I would like help creating a function that dynamically iterates through a dataframe by group (non specified color), looks at ID to see if which id's do not line up with the majority of the id's that are in each grouping by color(so whatever number of observations there are per color, whatever is equivalent to more than half of the populate id's per color, for this case are correct). The real dataset will most likely have 10-50 rows per color and there could be multiple instances where there is an out of place id. It would be great if we could include the string note 'Flag for later research', or if easier a simple 0/1 output and i can write the corresponding text functionality. I am having trouble figuring out where to start.
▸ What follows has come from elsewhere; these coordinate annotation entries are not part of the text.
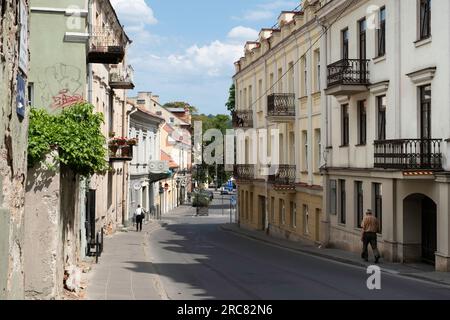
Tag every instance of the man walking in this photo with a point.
(370, 228)
(139, 216)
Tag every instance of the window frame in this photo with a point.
(381, 33)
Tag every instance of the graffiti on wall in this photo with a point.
(60, 85)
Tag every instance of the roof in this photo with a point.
(168, 158)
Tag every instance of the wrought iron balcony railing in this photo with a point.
(106, 46)
(409, 154)
(281, 105)
(242, 119)
(284, 176)
(121, 78)
(349, 72)
(244, 172)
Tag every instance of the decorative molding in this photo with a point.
(343, 99)
(67, 12)
(379, 87)
(76, 37)
(422, 77)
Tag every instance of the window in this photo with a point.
(381, 118)
(342, 202)
(345, 125)
(362, 39)
(318, 149)
(362, 122)
(305, 150)
(345, 43)
(305, 74)
(381, 33)
(250, 97)
(425, 19)
(291, 77)
(305, 219)
(293, 215)
(359, 196)
(272, 209)
(333, 197)
(317, 77)
(282, 212)
(280, 80)
(425, 112)
(378, 202)
(30, 94)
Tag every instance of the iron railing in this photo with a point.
(121, 75)
(105, 46)
(349, 72)
(244, 172)
(281, 104)
(408, 154)
(284, 176)
(242, 119)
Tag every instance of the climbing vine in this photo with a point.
(75, 132)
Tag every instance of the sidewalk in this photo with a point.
(124, 272)
(418, 271)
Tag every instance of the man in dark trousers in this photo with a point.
(139, 216)
(370, 227)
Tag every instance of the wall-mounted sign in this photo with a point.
(21, 96)
(158, 167)
(23, 47)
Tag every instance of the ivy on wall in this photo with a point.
(75, 132)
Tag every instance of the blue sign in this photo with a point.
(21, 96)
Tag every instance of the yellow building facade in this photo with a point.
(279, 97)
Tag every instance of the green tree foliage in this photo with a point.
(75, 132)
(182, 105)
(231, 104)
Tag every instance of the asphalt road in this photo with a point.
(195, 259)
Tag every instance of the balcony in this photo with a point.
(105, 47)
(281, 107)
(244, 172)
(284, 178)
(409, 154)
(347, 77)
(242, 119)
(121, 78)
(120, 153)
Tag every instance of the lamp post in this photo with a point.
(161, 193)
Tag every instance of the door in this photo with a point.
(425, 126)
(429, 230)
(262, 211)
(90, 216)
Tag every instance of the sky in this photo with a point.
(185, 50)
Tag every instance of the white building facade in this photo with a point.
(387, 125)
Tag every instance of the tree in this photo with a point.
(231, 104)
(181, 105)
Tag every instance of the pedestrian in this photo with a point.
(370, 228)
(139, 216)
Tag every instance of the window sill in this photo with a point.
(379, 59)
(422, 42)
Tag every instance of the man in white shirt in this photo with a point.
(139, 216)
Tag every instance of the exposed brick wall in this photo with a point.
(13, 166)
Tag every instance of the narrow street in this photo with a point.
(192, 258)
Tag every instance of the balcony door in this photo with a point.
(425, 126)
(363, 47)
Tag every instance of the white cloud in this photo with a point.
(243, 33)
(134, 12)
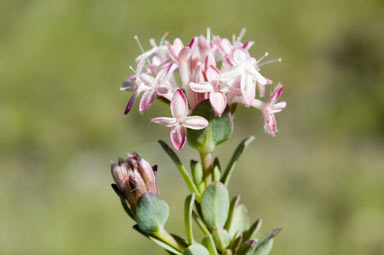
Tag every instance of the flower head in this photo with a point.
(270, 108)
(180, 120)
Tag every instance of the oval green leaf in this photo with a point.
(151, 212)
(215, 205)
(218, 130)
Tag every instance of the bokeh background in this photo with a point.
(61, 122)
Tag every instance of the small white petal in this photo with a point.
(168, 122)
(202, 87)
(178, 136)
(195, 122)
(218, 102)
(179, 104)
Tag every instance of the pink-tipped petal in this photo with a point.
(195, 122)
(147, 100)
(184, 54)
(147, 79)
(247, 89)
(270, 123)
(260, 79)
(240, 56)
(131, 101)
(258, 104)
(179, 104)
(261, 89)
(178, 45)
(279, 107)
(168, 122)
(178, 136)
(218, 102)
(276, 94)
(202, 87)
(230, 75)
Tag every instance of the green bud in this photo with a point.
(218, 131)
(196, 249)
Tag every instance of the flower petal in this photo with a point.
(179, 104)
(147, 100)
(195, 122)
(218, 102)
(270, 123)
(231, 74)
(202, 87)
(168, 122)
(247, 89)
(131, 101)
(240, 56)
(178, 136)
(276, 94)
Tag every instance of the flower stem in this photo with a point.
(206, 162)
(167, 238)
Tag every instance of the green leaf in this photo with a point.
(221, 237)
(151, 212)
(232, 163)
(265, 244)
(196, 249)
(200, 223)
(191, 186)
(215, 205)
(188, 207)
(216, 170)
(218, 130)
(235, 245)
(240, 221)
(158, 241)
(209, 243)
(234, 202)
(252, 231)
(227, 252)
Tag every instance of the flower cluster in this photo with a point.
(210, 68)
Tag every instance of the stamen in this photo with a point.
(241, 35)
(264, 56)
(138, 42)
(163, 38)
(141, 48)
(133, 70)
(152, 42)
(270, 61)
(208, 34)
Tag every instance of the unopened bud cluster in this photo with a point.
(134, 176)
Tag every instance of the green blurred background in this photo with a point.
(61, 64)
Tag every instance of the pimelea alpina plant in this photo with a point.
(203, 82)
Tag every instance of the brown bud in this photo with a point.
(134, 176)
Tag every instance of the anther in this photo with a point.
(264, 56)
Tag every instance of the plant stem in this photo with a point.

With either a groupby nunique function or a loop or something that combines the two.
Sample of data:
color id commitment Note *(where i need help)
blue 1 10
blue 1 5
blue 1 15
blue 2 10 Flag for later research
blue 1 9
green 3 10
green 3 11
green 2 12 Flag for later research
green 3 15
This code:
df['Note'] = ~df.duplicated(['color','id'], keep=False)
gives your:
color id commitment Note
0 blue 1 10 False
1 blue 1 5 False
2 blue 1 15 False
3 blue 2 10 True
4 blue 1 9 False
5 green 3 10 False
6 green 3 11 False
7 green 2 12 True
8 green 3 15 False